Craig flicked off the flashlight, pulled Carter down, and laid his rifle barrel on the reverend’s body. He ducked as another arrow whistled over his head. Then he shouldered the rifle, fired three rounds into the darkness, and started to crawl backward, using the reverend’s body as a shield. Two more arrows thunked into Carter’s chest.

As he shimmied out of the long, narrow passage he yelled, “Get out! Get out! It’s an ambush!”

He pulled Carter back until they were back in the fissure. As Craig worked his way out the other side, he jammed Carter’s body into the crack, then left it there.

Neal’s muscles trembled with strain. He could see the sky now and the top of the hole, but it was a long reach to the next handhold. His legs were quivering too, and he didn’t think he could summon the strength to make the final haul.

He clenched the root with his left hand, dug his feet in again, and reached his right hand up, trying to find something, anything, to hold on to. His hand grabbed at the air, found nothing, and grabbed again. Then his left leg gave out and slipped off the icy rock. The weight of the child on his shoulders pulled him backward and he started to fall. His right hand flailed in the air, the momentum took his left foot off the rock, and he slipped.

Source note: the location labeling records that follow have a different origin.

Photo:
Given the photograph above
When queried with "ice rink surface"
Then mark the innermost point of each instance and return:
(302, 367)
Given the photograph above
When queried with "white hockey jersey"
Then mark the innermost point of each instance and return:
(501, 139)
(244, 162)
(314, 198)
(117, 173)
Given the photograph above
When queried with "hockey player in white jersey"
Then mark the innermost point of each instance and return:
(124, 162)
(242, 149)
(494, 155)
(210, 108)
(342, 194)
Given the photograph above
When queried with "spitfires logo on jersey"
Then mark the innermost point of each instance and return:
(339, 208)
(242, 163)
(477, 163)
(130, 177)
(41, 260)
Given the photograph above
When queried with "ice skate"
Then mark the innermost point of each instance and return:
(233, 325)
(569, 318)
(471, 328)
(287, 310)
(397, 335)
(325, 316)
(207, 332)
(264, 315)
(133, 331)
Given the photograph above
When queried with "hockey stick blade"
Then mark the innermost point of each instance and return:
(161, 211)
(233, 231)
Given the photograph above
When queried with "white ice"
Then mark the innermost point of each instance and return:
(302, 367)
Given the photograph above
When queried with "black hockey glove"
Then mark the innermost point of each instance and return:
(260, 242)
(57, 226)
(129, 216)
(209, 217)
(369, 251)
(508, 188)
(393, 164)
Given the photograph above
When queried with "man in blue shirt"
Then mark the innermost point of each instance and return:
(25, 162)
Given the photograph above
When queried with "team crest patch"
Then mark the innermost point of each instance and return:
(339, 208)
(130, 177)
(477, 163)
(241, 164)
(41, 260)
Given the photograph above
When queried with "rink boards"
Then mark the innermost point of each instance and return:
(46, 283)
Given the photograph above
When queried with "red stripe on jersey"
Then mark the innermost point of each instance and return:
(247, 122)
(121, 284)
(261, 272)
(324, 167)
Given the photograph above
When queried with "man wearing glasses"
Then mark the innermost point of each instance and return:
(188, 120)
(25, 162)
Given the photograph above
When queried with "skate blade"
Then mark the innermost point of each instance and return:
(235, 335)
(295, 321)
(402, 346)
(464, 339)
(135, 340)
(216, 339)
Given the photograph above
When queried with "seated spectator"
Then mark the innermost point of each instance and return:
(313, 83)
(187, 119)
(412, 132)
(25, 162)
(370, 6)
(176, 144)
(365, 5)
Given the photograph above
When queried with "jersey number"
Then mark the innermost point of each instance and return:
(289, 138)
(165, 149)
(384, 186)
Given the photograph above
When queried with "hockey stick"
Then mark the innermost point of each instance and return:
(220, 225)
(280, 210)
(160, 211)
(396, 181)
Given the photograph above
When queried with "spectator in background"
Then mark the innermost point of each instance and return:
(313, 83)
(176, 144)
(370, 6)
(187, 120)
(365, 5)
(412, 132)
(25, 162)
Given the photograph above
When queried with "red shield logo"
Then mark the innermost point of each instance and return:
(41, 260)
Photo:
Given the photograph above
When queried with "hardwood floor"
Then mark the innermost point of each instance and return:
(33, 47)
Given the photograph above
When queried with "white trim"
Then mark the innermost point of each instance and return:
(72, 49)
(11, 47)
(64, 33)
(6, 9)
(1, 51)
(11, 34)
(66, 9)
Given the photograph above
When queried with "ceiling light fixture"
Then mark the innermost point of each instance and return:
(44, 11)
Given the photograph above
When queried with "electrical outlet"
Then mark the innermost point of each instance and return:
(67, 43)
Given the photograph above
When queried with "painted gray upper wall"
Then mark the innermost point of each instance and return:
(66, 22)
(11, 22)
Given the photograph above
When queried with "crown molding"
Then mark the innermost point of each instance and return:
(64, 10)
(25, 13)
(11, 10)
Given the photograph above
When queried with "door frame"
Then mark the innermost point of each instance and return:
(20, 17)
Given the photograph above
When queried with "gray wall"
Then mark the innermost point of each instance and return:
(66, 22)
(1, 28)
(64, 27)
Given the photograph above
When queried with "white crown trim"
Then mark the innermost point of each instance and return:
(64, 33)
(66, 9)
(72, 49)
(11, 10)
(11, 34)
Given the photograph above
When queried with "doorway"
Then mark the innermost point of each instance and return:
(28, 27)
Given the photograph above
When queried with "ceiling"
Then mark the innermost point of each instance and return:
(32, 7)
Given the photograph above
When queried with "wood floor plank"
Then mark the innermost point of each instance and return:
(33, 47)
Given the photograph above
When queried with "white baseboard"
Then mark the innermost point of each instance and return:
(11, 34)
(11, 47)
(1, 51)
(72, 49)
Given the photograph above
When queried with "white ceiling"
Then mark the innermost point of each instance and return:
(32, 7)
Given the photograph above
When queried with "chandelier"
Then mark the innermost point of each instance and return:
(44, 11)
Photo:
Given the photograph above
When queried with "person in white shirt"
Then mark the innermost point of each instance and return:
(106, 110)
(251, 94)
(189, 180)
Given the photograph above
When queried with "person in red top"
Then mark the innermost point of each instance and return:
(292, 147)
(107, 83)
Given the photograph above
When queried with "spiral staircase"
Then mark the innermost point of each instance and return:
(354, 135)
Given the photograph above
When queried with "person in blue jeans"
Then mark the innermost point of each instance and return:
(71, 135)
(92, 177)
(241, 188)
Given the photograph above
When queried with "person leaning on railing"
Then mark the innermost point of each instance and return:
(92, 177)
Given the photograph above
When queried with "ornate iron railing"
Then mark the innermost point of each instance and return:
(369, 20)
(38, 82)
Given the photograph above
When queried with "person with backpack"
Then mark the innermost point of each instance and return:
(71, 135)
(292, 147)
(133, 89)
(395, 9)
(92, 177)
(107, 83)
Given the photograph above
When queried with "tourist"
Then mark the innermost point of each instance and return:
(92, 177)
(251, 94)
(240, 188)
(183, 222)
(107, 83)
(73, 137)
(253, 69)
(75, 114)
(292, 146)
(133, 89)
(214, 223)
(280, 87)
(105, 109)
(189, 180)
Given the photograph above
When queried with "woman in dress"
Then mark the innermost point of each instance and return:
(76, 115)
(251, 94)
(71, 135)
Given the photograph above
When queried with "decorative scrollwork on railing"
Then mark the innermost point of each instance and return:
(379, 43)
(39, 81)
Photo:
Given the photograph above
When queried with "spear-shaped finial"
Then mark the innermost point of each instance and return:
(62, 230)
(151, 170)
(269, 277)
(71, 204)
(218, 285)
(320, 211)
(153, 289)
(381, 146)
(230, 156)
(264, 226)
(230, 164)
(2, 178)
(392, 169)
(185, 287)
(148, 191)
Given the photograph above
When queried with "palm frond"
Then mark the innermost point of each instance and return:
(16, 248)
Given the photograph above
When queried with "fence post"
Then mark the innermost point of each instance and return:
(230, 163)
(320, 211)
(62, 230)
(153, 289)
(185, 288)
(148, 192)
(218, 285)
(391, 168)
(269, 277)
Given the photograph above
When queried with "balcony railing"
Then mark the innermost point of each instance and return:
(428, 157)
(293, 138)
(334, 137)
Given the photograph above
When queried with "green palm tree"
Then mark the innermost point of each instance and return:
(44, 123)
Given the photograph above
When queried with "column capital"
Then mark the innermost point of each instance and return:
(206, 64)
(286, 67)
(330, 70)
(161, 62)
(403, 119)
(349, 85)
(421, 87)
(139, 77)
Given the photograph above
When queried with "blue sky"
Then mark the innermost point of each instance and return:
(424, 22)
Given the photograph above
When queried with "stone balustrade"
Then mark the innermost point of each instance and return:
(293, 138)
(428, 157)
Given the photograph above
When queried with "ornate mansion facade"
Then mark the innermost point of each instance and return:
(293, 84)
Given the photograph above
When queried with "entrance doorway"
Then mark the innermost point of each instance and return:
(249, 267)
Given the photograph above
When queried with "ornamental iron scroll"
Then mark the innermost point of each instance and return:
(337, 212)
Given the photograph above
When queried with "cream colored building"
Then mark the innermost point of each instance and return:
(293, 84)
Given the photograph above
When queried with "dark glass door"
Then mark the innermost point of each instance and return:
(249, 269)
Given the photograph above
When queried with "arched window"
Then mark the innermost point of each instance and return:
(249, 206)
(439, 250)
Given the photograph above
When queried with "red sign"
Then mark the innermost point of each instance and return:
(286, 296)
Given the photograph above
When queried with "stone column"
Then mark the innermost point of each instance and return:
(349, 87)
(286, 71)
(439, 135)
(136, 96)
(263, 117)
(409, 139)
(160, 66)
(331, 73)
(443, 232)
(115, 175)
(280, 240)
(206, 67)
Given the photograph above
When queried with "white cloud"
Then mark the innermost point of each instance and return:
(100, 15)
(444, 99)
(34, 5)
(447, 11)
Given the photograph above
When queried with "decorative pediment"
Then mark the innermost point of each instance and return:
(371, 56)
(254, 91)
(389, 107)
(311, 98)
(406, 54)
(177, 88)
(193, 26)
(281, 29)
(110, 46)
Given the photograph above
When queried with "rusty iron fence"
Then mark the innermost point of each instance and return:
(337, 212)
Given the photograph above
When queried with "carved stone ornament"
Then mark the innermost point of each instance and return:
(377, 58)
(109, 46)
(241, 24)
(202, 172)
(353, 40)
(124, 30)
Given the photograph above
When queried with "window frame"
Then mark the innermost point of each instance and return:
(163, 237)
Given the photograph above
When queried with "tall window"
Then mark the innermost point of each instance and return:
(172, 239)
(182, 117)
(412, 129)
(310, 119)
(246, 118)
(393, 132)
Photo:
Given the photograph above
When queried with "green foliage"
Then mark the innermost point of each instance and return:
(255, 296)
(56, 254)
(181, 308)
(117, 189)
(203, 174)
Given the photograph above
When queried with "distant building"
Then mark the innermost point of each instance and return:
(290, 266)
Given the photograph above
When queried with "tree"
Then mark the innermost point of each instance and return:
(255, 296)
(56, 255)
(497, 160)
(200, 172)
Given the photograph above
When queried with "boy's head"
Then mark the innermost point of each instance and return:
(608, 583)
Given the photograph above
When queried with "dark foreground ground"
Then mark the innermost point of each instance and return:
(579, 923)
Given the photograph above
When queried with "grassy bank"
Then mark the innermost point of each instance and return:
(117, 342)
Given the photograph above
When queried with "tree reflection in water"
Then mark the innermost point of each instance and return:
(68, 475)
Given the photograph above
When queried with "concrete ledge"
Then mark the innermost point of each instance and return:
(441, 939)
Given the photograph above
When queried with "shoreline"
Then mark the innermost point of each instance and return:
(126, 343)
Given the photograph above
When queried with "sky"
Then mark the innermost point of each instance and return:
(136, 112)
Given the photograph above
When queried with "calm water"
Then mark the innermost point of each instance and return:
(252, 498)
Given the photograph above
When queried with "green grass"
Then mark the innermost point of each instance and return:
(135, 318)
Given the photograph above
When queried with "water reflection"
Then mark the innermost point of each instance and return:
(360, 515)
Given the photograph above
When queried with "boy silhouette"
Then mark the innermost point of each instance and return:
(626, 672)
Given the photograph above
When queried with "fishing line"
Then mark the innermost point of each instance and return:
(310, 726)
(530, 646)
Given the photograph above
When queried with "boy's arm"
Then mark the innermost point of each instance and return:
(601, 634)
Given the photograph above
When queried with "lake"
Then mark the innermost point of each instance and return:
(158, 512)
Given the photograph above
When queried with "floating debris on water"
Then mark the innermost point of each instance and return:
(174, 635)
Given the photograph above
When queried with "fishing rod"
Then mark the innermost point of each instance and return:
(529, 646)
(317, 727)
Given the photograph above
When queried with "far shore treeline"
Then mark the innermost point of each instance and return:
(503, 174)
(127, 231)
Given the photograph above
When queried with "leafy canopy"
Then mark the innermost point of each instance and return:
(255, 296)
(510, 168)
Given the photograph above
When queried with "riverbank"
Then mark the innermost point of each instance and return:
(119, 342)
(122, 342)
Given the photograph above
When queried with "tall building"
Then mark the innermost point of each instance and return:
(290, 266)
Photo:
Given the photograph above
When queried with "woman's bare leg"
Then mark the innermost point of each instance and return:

Desperately, he threw his right hand up. He stopped falling. It was a human arm, pulling him up from the hole, pulling him up into the cold, open air.

“Okay, everybody, get into your warm clothes. We’re going outside,” Steve Mills announced.

The three women looked at him as if he were crazy.

“What for?” Shelly asked.

“The surprise!” he said. “It’s an outdoor surprise!”

Only my husband, thought Peggy, would plan an outdoor surprise in the middle of winter in the middle of the night.
“Now?”
she asked.

Steve looked at his watch. “You have fifteen minutes,” he said.

“Do you have this confused with New Year’s Eve?” she asked. Her watch said it was a quarter to twelve.

Karen finished her brandy and got up. It had been a wonderful evening, and a midnight surprise would be just the thing to top it off. She took Shelly by the hand. “Come on, kid! Let’s see what your old man has up his sleeve.”

“Sounds good to me.”

Karen pulled Shelly up and they went off to get their coats.

Ed waited until the truck’s taillights disappeared into the snow and then pushed himself up. “Are you okay?” he asked Graham.

“You think they have any booze at this house?”

Ed hefted Graham up a little higher and looked around. The wind had stopped blowing, the snow was falling straight down now, and he still couldn’t see a damn thing.

“Which way is north?” he asked.

“On a map it’s usually up,” Graham answered.

“Which way is up?”

“You sound like Neal.”

Ed turned left and staggered on.

Neal and Cal stood facing each other on the small table of rock.

“I couldn’t just let you fall, Neal buddy,” Cal said. “We’ve had this date for a long time.”

Cal pulled his knife and held it out in front of him.